Reporter as inquisitor: Wapo’s Annie Linsky v. Sen. Elizabeth Warren

Last week, US Senator and presidential candidate Elizabeth Warren tried to end the controversy that has dogged her for claiming—truthfully—that she has Native American ancestors. She called Bill John Baker, principal chief of the Cherokee Nation, and apologized for taking a DNA test to support her claim.

Critics say Warren’s claim, initially based on family lore, infringed the prerogative of Native American tribes to determine their own membership. It also smacked of a clumsy attempt—unsuccessful by all accounts—to gain employment advantage from affirmative action.

The controversy delights President Donald Trump, who continually taunts Warren with the racist nickname, Pocahontas. Warren understandably wanted to lay it to rest before formally launching her presidential bid.

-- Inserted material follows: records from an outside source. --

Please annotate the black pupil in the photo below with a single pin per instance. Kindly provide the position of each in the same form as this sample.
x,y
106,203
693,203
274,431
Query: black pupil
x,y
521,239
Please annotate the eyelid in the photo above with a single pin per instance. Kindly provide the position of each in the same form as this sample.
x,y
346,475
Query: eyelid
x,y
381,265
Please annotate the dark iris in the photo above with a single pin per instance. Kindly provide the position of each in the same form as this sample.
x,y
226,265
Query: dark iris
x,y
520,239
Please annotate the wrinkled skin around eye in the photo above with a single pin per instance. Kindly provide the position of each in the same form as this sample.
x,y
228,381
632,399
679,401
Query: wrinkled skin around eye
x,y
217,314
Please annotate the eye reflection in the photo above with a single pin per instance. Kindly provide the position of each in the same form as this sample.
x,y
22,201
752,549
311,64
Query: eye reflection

Unfortunately, her apology wasn’t abject enough for Washington Post political reporter Annie Linsky, who described her reaction on the Post Reports podcast.

The initial reporting was that she had apologized to [Baker] for taking the DNA test. But in subsequent followups, and this was the reason that I talked to her on Tuesday was to say, “Well what was this apology for?”

Because for me, I have followed this for so long and it just didn’t make sense to me that she would just apologize for DNA tests and not the underlying, sort of, original sin.

Original sin. In her interview with Warren, excerpts of which were played on the podcast, Linsky grilled the Senator, enumerating the various things she thought Warren should apologize for.

To each item in this bill of particulars, Warren can be heard murmuring, “yes… yes,” until Linsky concluded by asking, “So it’s a blanket apology”

“Yes.”

“OK,” the reporter concluded with a nervous laugh.

On the podcast, Linksy summarized fruits of her interrogation:

She was giving a more robust, more details about this private conversation and this private apology that she made to the Cherokee. So I guess she has now, for the first time, apologized for all of it.

Well, that’s a relief. The ritualized, forced apology has now been acted out with enough granularity to satisfy the Washington political reporter who took responsibility for adjudicating its sufficiency. Linsky seems deaf to the character of coerced apologies, and the overbearing demeanor of inquisitors who extract them. It smacks of a ritual loyalty oath.

A brief check turned up no case where this Washington political reporter has pursued President Trump’s persistent use of a racist taunt to deride Warren.

Nor are we inquiring into the wisdom of Warren’s proposal for wealth taxes on the super-rich, or her focus on income inequality and lax rules for financial corporations. We aren’t even talking about Republican efforts to suppress Native American voters. Instead we’re consumed\ with whether Warren’s apology for offending Cherokee sensibilities was sufficiently detailed.

Enforcers of political correctness are always hardest on their ideological bedfellows.